During recent years, although influenza B has given rise to epidemics every 3-5 years, influenza A has caused greater concern to those responsible for the surveillance of the disease. The usual cycle of influenza A waves every 2 or 3 years was modified in many countries by the yearly appearance of new variants of the virus A/Hong Kong/68 (A/England/42/72, A/Port Chalmers/1/73). However, a number of countries, mostly located in Eastern Europe, were not attacked by virus A infections in 1973-74, when the modified variant A/Port Chalmers/1/73 caused a small wave in many areas of the world (this wave occurred in addition to, and often followed, a wave with virus B). Then, in 1974-75, the same countries of Eastern Europe were affected by an epidemic associated with viruses related to A/Port Chalmers, which was generally more widespread in these countries than in those already attacked by this variant the previous year. The epidemiological circumstances which may have led to such differences are not clear, all the more so as these differences were found even in neighbouring countries. Moreover, the antigenic drift which led from A/England/72 to A/Port Chalmers/73 was of the same magnitude as the previous one which led from A/Hong Kong/68 to A/England/72, but the wave of A/England was much sharper than that of A/Port Chalmers. Also, during the epidemics with A/Hong Kong/68 of influenza year 1971-72, the variant A/Hong Kong/107/71 became fairly widespread. In haemagglutination inhibition tests, A/Hong Kong/107/71 was much more remote from A/Hong Kong/68 than was the subsequent variant A/England/42/72. In spite of this, A/England/42/72 caused vast epidemics the following year whilst A/Hong Kong/71 disappeared. Although antigenic drifts constitute an element of prediction for patterns of spread of influenza, they are only one of the determining factors which govern the propagation of the viruses. There is at present no clear explanation for the differences in epidemic potential between influenza viruses (as well as for differences in clinical virulence). There is a need for a continuing study of the parameters governing the differences in spread between countries. For this purpose, health administrations should develop further the use of epidemiological indices, the significance of which should be carefully assessed.
近年来,尽管乙型流感每3至5年就会引发一次流行,但甲型流感却引起了疾病监测负责人的更大关注。
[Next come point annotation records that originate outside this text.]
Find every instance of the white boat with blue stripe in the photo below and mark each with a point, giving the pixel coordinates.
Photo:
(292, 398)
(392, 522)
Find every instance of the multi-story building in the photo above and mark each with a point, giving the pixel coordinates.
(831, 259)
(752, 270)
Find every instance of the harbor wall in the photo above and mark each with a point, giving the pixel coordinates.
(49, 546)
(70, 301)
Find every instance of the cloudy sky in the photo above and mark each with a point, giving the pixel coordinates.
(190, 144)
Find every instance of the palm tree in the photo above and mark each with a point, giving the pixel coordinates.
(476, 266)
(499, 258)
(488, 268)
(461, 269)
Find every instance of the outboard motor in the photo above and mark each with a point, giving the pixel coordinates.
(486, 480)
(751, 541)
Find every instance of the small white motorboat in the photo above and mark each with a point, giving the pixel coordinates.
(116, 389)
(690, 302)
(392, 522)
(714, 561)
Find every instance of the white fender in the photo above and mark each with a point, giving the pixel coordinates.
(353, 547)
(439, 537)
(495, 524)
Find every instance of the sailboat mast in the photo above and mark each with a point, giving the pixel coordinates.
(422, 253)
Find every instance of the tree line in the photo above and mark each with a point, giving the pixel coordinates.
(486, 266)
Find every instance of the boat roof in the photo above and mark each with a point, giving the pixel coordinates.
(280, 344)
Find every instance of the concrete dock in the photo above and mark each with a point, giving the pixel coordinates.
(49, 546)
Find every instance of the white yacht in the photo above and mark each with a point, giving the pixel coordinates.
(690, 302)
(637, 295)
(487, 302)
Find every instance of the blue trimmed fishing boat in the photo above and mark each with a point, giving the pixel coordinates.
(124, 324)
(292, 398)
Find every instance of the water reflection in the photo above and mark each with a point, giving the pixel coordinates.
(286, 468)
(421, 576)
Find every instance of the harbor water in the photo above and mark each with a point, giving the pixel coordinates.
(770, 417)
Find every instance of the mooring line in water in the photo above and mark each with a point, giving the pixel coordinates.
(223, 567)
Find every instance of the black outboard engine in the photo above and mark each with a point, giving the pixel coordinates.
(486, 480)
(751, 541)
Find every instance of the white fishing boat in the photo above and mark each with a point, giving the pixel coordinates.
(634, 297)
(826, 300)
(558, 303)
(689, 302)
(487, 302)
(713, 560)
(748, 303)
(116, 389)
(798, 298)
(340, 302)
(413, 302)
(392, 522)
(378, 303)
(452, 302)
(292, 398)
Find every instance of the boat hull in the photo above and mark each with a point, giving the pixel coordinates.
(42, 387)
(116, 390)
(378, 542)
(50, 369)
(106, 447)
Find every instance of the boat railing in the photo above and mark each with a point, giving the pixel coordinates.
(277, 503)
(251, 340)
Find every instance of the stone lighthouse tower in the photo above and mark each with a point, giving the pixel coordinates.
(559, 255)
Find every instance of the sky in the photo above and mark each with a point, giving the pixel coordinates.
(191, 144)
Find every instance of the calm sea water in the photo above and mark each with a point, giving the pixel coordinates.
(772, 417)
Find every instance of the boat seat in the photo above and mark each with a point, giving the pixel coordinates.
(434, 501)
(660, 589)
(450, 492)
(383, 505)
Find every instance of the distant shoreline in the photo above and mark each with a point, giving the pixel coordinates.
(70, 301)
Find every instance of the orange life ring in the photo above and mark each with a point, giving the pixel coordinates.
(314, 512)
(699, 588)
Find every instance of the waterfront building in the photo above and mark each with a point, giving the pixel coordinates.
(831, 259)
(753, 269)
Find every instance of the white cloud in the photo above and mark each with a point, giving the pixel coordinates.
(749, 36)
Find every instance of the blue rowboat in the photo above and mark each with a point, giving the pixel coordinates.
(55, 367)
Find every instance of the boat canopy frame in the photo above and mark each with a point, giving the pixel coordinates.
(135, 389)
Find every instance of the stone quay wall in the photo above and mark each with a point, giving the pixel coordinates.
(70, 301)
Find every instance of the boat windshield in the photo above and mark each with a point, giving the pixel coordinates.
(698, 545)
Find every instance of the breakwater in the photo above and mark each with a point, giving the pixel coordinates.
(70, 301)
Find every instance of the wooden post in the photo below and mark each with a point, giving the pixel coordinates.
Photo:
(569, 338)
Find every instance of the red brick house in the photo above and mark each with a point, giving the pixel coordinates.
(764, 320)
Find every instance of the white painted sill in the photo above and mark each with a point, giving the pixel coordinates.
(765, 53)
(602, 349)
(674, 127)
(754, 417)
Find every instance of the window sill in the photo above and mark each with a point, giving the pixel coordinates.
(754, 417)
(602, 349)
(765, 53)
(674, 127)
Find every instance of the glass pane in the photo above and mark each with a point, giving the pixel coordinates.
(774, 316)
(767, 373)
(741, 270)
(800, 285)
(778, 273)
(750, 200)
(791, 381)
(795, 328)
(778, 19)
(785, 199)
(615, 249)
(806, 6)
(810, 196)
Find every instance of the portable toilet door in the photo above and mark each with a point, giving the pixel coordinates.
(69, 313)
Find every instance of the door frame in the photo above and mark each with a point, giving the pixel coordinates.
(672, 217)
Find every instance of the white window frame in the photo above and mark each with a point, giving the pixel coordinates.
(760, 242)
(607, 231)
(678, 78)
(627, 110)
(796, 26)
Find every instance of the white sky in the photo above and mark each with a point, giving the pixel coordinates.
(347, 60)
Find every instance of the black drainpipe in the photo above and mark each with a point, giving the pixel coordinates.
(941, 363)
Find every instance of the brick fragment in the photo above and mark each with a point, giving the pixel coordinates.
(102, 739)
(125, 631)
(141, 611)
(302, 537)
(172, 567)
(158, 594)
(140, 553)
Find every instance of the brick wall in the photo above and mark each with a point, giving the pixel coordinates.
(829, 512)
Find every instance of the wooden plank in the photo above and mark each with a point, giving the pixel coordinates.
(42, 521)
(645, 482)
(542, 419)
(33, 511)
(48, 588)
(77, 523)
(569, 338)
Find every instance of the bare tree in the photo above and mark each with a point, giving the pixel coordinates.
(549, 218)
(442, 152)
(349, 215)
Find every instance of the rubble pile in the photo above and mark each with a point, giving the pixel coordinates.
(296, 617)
甲型流感通常每2或3年出现一波的周期在许多国家因A/香港/68病毒(A/英格兰/42/72、A/查尔默斯港/1/73)新变种的逐年出现而发生了改变。然而,一些主要位于东欧的国家在1973 - 1974年并未受到甲型流感病毒的侵袭,当时变异的A/查尔默斯港/1/73病毒在世界许多地区引发了一小波疫情(这波疫情是在乙型流感疫情之外出现的,且常常紧随其后)。然后,在1974 - 1975年,同样是这些东欧国家受到了与A/查尔默斯港相关病毒引发的疫情影响,这种病毒在这些国家的传播范围通常比前一年已经受到该变种侵袭的国家更广。导致这种差异的流行病学情况尚不清楚,尤其是因为即使在邻国也发现了这些差异。此外,从A/英格兰/72到A/查尔默斯港/73的抗原漂移幅度与之前从A/香港/68到A/英格兰/72的抗原漂移幅度相同,但A/英格兰毒株引发的疫情波比A/查尔默斯港毒株引发的疫情波更为剧烈。另外,在1971 - 1972年甲型流感A/香港/68毒株流行期间,A/香港/107/71变种相当广泛地传播开来。在血凝抑制试验中,A/香港/107/71与A/香港/68的亲缘关系比随后的A/英格兰/42/72变种更远。尽管如此,A/英格兰/42/72在次年引发了大规模疫情,而A/香港/71变种却消失了。虽然抗原漂移是预测流感传播模式的一个因素,但它们只是控制病毒传播的决定因素之一。目前对于流感病毒之间流行潜力的差异(以及临床毒力的差异)尚无明确解释。需要持续研究影响各国流感传播差异的参数。为此,卫生管理部门应进一步加强流行病学指标的应用,同时应仔细评估这些指标的意义。